Грунтовая дорога уводила меня прочь от места потерянности, ненужности, от места полного забвения -- в место просто скорби. Уходя, я постепенно ощущал летнее тепло, и по чуть-чуть, словно сквозь истончающуюся преграду, различал стрекот кузнечиков и чириканье птиц. Я шел и думал о том, как различаются люди в смерти. Одних, возможно, помнят, хотя бы изредка, хотя бы иногда. О других воспоминаний нет и не будет -- ни когда, ни у кого.
Шаги. Быстрые шаги раздались за моей спиной...
Остановившись, я обернулся... Чириканье и стрекот тут же застыли в воздухе и той самой застывшей нотой стали вкручиваться болью в мозг. Летняя стужа медленной волной протянулась по коже, поднимая дыбом каждый волосок. Воздух встал поперек горла.
Леха!
В десяти шагах от меня!
...
Он быстро приближался...
ГЛАВА 11,
в которой наш герой борется за свое сознание нестандартными способами
Я сидел дома, на кухне и... квасил по черному.
С того самого момента, как капитан Петров завез меня с кладбища домой, я уговорил бутылку коньяка и нашел общий язык с литровкой текилы. Лимон? Какой лимон, какой букет, какое послевкусие -- налил стакан, глотком выпил, выдохнул и... повторил сначала.

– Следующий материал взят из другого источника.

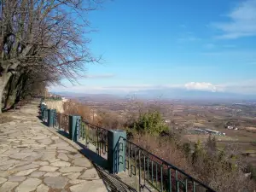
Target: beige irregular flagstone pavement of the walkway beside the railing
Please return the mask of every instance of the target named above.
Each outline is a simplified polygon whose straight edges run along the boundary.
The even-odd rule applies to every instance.
[[[90,160],[41,124],[37,105],[0,124],[0,192],[108,191]]]

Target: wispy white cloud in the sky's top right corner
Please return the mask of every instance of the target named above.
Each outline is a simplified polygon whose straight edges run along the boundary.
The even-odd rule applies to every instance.
[[[226,16],[230,21],[211,25],[223,33],[217,38],[241,38],[256,35],[256,0],[238,3],[236,8]]]

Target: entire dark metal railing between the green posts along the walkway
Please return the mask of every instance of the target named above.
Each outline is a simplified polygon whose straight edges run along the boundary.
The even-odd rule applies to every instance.
[[[71,116],[72,117],[72,116]],[[48,110],[42,111],[42,119],[48,122]],[[70,116],[63,113],[54,114],[55,128],[63,130],[68,134]],[[108,157],[108,130],[92,125],[84,119],[77,119],[75,129],[78,131],[78,140],[87,146],[90,143],[96,148],[96,153],[104,158]],[[113,142],[113,141],[112,141]],[[119,160],[125,160],[125,172],[130,177],[136,177],[139,191],[185,191],[185,192],[213,192],[201,181],[189,176],[189,174],[178,169],[176,166],[162,160],[160,157],[148,152],[146,149],[132,143],[125,137],[119,137],[117,147]],[[111,148],[109,149],[111,150]],[[120,151],[125,150],[121,155]],[[121,163],[124,163],[123,161]]]

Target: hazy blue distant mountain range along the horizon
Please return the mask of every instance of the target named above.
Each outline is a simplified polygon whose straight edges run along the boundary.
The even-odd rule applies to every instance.
[[[256,95],[243,95],[227,92],[211,92],[203,90],[186,90],[182,88],[168,88],[155,90],[139,90],[129,93],[119,92],[116,94],[86,94],[71,92],[55,92],[55,94],[78,98],[86,97],[87,99],[113,100],[114,98],[124,99],[125,97],[135,96],[138,99],[175,99],[175,100],[229,100],[229,101],[256,101]]]

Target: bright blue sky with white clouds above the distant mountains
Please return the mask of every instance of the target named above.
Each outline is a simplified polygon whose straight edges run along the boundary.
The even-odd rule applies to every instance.
[[[104,61],[50,90],[256,93],[256,0],[113,0],[89,20],[90,50]]]

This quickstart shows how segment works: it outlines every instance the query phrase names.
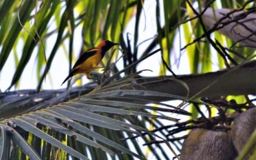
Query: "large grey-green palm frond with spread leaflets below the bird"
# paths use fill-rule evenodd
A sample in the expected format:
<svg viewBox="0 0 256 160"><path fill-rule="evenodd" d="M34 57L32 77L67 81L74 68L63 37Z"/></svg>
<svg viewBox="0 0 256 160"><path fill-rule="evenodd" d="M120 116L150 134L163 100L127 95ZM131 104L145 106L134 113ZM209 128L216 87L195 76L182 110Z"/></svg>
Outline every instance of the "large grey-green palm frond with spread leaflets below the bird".
<svg viewBox="0 0 256 160"><path fill-rule="evenodd" d="M29 144L26 142L26 140L24 140L24 138L17 131L14 131L14 129L20 132L29 132L30 134L37 136L41 140L44 140L52 144L53 146L56 146L57 148L60 148L65 152L67 152L68 154L75 156L77 158L85 159L86 157L84 157L79 152L73 150L72 148L65 146L64 144L61 143L61 141L46 134L45 132L40 130L40 128L48 127L50 130L54 130L55 132L65 134L70 137L75 137L77 141L82 142L86 146L101 148L102 150L104 150L105 152L108 152L112 156L114 155L114 152L111 151L111 149L109 150L104 146L111 146L113 148L120 150L120 152L131 154L132 156L135 156L137 158L144 159L142 156L139 156L138 154L131 152L130 150L124 148L123 146L119 145L116 142L112 142L111 140L108 140L107 137L104 137L94 132L93 129L91 129L91 128L94 128L94 126L98 126L101 128L106 128L108 130L109 129L116 130L116 132L125 131L125 132L131 132L135 134L140 134L140 132L147 132L146 128L135 126L132 124L133 122L130 122L131 124L124 122L124 120L130 121L129 119L126 119L126 118L123 119L120 117L121 121L115 120L113 118L109 118L108 114L106 113L116 114L117 116L124 115L124 117L125 115L132 115L134 120L135 120L135 116L146 116L151 118L166 118L168 120L176 121L176 118L171 118L171 117L166 117L161 115L152 115L146 112L132 111L130 109L131 106L132 108L143 108L144 105L142 104L128 103L128 102L116 103L112 100L108 100L109 98L112 98L112 96L118 96L122 99L123 95L127 95L127 96L133 95L134 93L136 94L137 92L140 92L141 96L148 96L148 95L161 96L160 93L150 92L146 90L144 91L119 90L118 92L112 92L110 94L108 92L102 92L100 88L97 88L95 93L94 91L92 91L90 94L81 96L80 98L76 98L68 102L64 102L54 106L36 110L35 112L28 112L27 114L22 114L21 116L16 116L15 118L3 119L1 122L1 126L2 128L8 128L7 131L3 129L4 132L6 132L6 134L12 138L13 142L18 145L18 148L20 148L22 152L27 154L30 158L33 158L34 156L38 156L38 153L35 150L33 150L31 147L29 147L31 149L28 152L27 150L28 148L25 147L24 145L28 146ZM162 96L168 96L168 94L164 94ZM172 97L172 95L169 95L169 96ZM99 100L101 98L104 98L105 104L103 102L101 102L100 104L97 103L97 102L100 102ZM22 100L24 101L24 99ZM89 104L86 103L87 100ZM127 108L129 104L131 106ZM160 108L150 107L150 106L144 106L144 108L148 108L151 110L154 110L154 109L161 110ZM164 110L164 111L168 111L168 110ZM183 112L184 114L188 114L187 112L182 110L180 112L181 113ZM102 114L102 113L105 113L105 114ZM90 126L90 128L82 126L78 122L86 123ZM89 136L96 141L92 141L84 137L83 134L80 134L80 133L83 133L86 135L86 137ZM120 132L119 134L121 133L122 132ZM6 134L2 134L3 139L6 138L6 136L4 136ZM20 143L20 141L22 143ZM102 142L104 146L102 146L101 144L98 144L97 143L98 141ZM11 148L9 148L9 152L10 152L10 149Z"/></svg>

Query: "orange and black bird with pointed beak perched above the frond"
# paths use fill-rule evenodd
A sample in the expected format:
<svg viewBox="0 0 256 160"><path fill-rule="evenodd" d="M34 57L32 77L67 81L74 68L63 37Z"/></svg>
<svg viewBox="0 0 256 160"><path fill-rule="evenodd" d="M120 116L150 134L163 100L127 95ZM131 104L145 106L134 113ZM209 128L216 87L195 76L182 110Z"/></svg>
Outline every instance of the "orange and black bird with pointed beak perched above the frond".
<svg viewBox="0 0 256 160"><path fill-rule="evenodd" d="M90 78L90 73L94 68L97 68L98 64L104 57L105 53L112 47L118 45L118 43L113 43L109 40L104 40L96 48L91 48L84 52L80 58L76 61L70 74L63 81L64 84L70 77L75 74L86 74L86 77ZM61 85L62 85L61 84Z"/></svg>

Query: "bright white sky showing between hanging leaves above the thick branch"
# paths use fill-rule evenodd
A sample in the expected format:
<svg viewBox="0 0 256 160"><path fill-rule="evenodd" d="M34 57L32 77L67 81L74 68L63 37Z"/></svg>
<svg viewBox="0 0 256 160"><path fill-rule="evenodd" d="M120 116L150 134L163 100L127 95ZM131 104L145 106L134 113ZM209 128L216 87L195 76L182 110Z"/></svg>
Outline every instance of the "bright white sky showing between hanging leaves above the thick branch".
<svg viewBox="0 0 256 160"><path fill-rule="evenodd" d="M160 7L162 8L162 1L160 1ZM148 39L153 38L156 35L156 17L155 17L155 8L156 8L156 1L155 0L146 0L144 3L144 14L140 18L140 26L139 26L139 37L138 37L138 43ZM164 19L163 19L163 10L161 9L161 26L164 26ZM51 22L53 19L51 20ZM132 34L134 33L134 24L135 24L135 17L132 17L130 22L128 23L124 34L130 33L130 39L133 43ZM50 31L54 30L56 28L55 23L52 23L50 26ZM78 26L76 30L74 31L74 45L73 45L73 53L74 57L77 59L80 54L80 47L82 46L82 38L80 37L82 31L82 26ZM50 52L54 46L54 42L57 38L57 33L53 34L50 38L48 38L48 42L45 46L46 48L46 56L49 57ZM176 40L176 43L179 43L178 38ZM144 51L144 48L150 44L150 40L147 42L144 42L140 45L138 49L138 56L140 56L140 53ZM58 49L56 56L54 57L54 60L52 62L52 66L50 68L50 74L47 75L46 81L43 82L42 88L43 89L58 89L63 88L66 85L60 86L62 84L63 80L68 76L68 58L67 54L65 54L64 50L68 50L68 39L64 41L64 45ZM18 54L18 58L22 55L22 48L23 48L23 40L18 41L18 45L16 48L16 52ZM64 46L66 46L64 48ZM156 47L156 49L159 48ZM31 89L36 88L37 86L37 76L36 76L36 68L37 68L37 57L38 48L36 48L33 53L30 61L28 62L24 72L22 73L22 77L20 79L20 85L18 87L19 90L21 89ZM175 63L175 60L177 59L179 53L179 45L175 45L174 50L172 51L172 63ZM182 56L182 59L187 59L186 55ZM181 60L182 61L182 60ZM188 60L185 60L188 61ZM138 65L138 70L143 69L150 69L153 72L144 72L142 73L142 76L158 76L160 68L158 67L161 63L160 58L160 52L159 54L155 54L151 56L150 58L144 60L142 63ZM74 64L74 62L73 62ZM118 62L118 66L122 67L122 61ZM16 70L15 62L14 62L14 51L10 53L10 56L7 59L6 64L4 65L4 68L2 69L0 73L0 88L2 91L5 91L9 86L10 82L12 80L12 76L14 75L14 72ZM179 68L173 68L174 71L176 71L178 74L189 74L189 66L188 63L182 64ZM89 82L85 77L82 78L83 83ZM12 87L12 90L15 88Z"/></svg>

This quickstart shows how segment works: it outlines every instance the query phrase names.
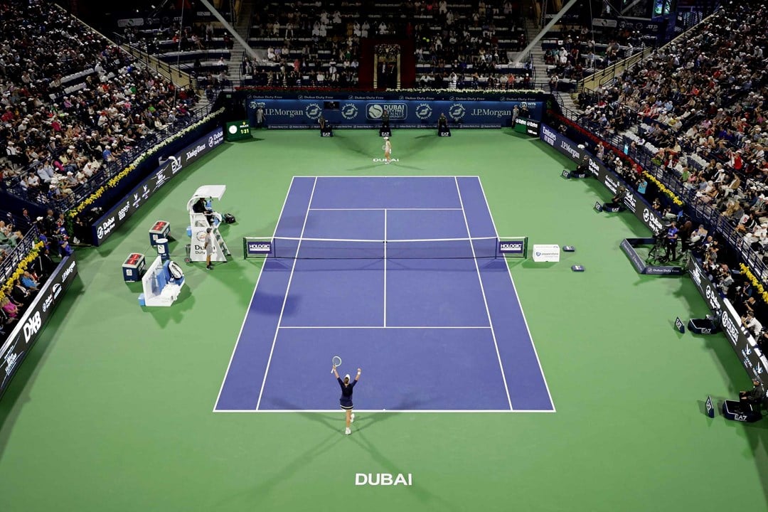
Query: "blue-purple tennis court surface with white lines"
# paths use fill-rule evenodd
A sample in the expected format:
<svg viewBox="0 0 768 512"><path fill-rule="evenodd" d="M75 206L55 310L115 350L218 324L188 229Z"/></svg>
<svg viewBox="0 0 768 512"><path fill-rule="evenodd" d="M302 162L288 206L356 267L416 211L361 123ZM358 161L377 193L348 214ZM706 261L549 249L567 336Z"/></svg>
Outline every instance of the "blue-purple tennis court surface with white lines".
<svg viewBox="0 0 768 512"><path fill-rule="evenodd" d="M387 240L384 243L384 240ZM554 411L478 177L295 177L214 411Z"/></svg>

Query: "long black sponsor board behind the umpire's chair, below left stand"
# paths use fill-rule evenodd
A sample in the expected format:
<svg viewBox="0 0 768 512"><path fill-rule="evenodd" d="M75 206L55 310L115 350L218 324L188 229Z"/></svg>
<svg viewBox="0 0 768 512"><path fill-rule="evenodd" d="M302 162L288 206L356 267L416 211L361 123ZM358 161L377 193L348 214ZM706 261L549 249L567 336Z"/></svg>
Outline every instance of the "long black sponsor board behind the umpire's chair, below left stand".
<svg viewBox="0 0 768 512"><path fill-rule="evenodd" d="M195 140L194 143L185 147L179 153L168 157L168 160L157 167L144 181L131 190L127 196L123 197L115 206L112 206L108 213L105 213L93 223L91 230L93 232L94 246L101 245L111 233L121 226L131 215L136 213L141 205L157 192L157 190L176 176L180 170L192 164L195 160L207 154L210 150L217 147L224 141L223 128L217 128L210 133Z"/></svg>

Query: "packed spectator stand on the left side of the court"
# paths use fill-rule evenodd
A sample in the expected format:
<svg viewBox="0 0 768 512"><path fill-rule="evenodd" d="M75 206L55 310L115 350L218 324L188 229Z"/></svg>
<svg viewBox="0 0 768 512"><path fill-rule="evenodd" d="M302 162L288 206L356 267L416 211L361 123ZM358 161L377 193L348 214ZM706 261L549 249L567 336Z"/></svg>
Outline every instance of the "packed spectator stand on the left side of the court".
<svg viewBox="0 0 768 512"><path fill-rule="evenodd" d="M67 210L196 117L192 91L137 66L57 5L0 9L6 192Z"/></svg>

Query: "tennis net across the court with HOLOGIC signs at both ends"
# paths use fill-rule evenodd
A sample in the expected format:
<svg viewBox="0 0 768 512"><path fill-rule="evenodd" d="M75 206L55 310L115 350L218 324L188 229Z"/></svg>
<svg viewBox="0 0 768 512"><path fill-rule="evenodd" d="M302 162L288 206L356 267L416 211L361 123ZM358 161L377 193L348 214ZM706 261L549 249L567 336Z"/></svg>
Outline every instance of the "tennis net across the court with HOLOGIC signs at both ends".
<svg viewBox="0 0 768 512"><path fill-rule="evenodd" d="M278 259L488 259L521 256L508 250L511 238L497 236L436 239L329 239L248 237L243 239L246 257ZM515 247L527 246L526 237L515 237Z"/></svg>

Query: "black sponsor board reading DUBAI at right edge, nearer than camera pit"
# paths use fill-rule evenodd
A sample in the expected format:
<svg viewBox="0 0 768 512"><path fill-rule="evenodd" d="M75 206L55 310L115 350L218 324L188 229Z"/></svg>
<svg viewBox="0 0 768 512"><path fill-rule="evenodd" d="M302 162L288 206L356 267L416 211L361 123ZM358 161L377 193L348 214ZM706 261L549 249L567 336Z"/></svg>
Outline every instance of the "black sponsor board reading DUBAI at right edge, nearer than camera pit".
<svg viewBox="0 0 768 512"><path fill-rule="evenodd" d="M730 346L733 347L746 372L753 378L764 378L768 359L760 353L760 348L756 346L754 339L744 334L741 319L733 306L730 305L730 301L720 296L707 273L694 258L688 259L688 273L690 273L690 279L693 280L699 293L707 302L707 306L717 316L720 328L723 329L725 337L730 342Z"/></svg>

Сколько я пропустил таких стаканов, не знаю, но я был трезв -- ни малейшего ощущения опьянения. И Кот знал, что я трезв, иначе не стал бы он лезть ко мне, а значит, высококачественное дорогущее спиртное потрачено впустую.
Вообще-то я не пью, почти не пью, лишь за компанию, не часто, не много и в основном вино. Так что урон, понесенный нашим баром, можно объяснить лишь той скорбью, которой я напитался на кладбище, и тем чудовищным для моего разума взрывом, в мгновение разметавшим эту скорбь.
Леха подошел ко мне почти вплотную.
Я сразу же вспомнил, что помимо русой хлипкой бородки, забавного сплюснутого носа у него еще всклокоченная короткая стрижка. И сейчас все это, только что закопанное под землю, стояло в полуметре от меня, и смотрело полными печали, опухшими, покрасневшими глазами.
Стужа, проникшая сквозь мою кожу, кажется, не только вымораживала меня изнутри, но и замедляла само время.
"Леха?" -- я не мог воспринять ЭТО НЕЧТО как-то иначе -- пытался улыбаться.
А потом в той самой замедленности времени раздался звук, словно лопнул воздушный шарик: "Па-аф!" Затем еще раз: "Па-аф!", "Па-аф!". И каждый раз "Леха" вздрагивал, его губы, теряя улыбчивость, выгибались вниз, а в глазах импульсом проскальзывал испуг.
После третьего звука "парнишка" рванул вперед, мимо меня, бросив на ходу голосом Лехи: "Нам нужно поговорить, срочно".
Возможно, звучание его голоса, такого всамделишного, теплого и живого, вернуло мне ощущение реальности.
Я повернулся вслед за ним и даже хотел прокричать "Погоди!", но проклятие ботинок ожило и вцепилось в меня, принуждая не думать, а только смотреть на его ноги.
Те самые древние мокрые, ботинки -- не кроссовки, с каждым шагом удаляющегося "Лехи" они не только меняли свою форму и цвет -- они высыхали!
А потом вершина абсурда.
Раз -- и "парня" не стало!
Был -- и нет!
Исчез, как в долбаном фантастическом фильме. Лишь взметнувшееся облачко пыли и звук выплеснувшегося сжатого воздуха: "Па-аф!"
Сколько прошло времени -- не знаю. О чем я думал -- не помню. Что заставило меня обернуться -- не представляю.
На дороге со стороны зоны захоронения потерянных душ стояли три человека, и (вот оно, продолжение ирреальности) они оказались закутанными в светло серые балахоны, с головами, скрытыми под громадными ткаными капюшонами.
Помню, что я двинулся к ним. Зачем? -- Не представляю.
Помню, как облик ближайшего ко мне начал меняться, его словно окутало дрожащее марево, а балахон будто бы растворялся. Я успел отметить, что фигура под исчезающей одеждой -- женская, и тут раздались вскрики. Все трое вдруг побежали прочь от меня и вдруг -- "Па-аф", "Па-аф", "Па-аф" -- исчезли.
Вот тогда-то мои ноги и подкосились. Я сел там, где стоял: посреди дороги, в пыль.
Не знаю, сколько прошло времени, пока я услышал и осознал приближающиеся шаги.
-- Ну, как вы? -- спросил сочувственный голос капитана Петрова у меня за спиной.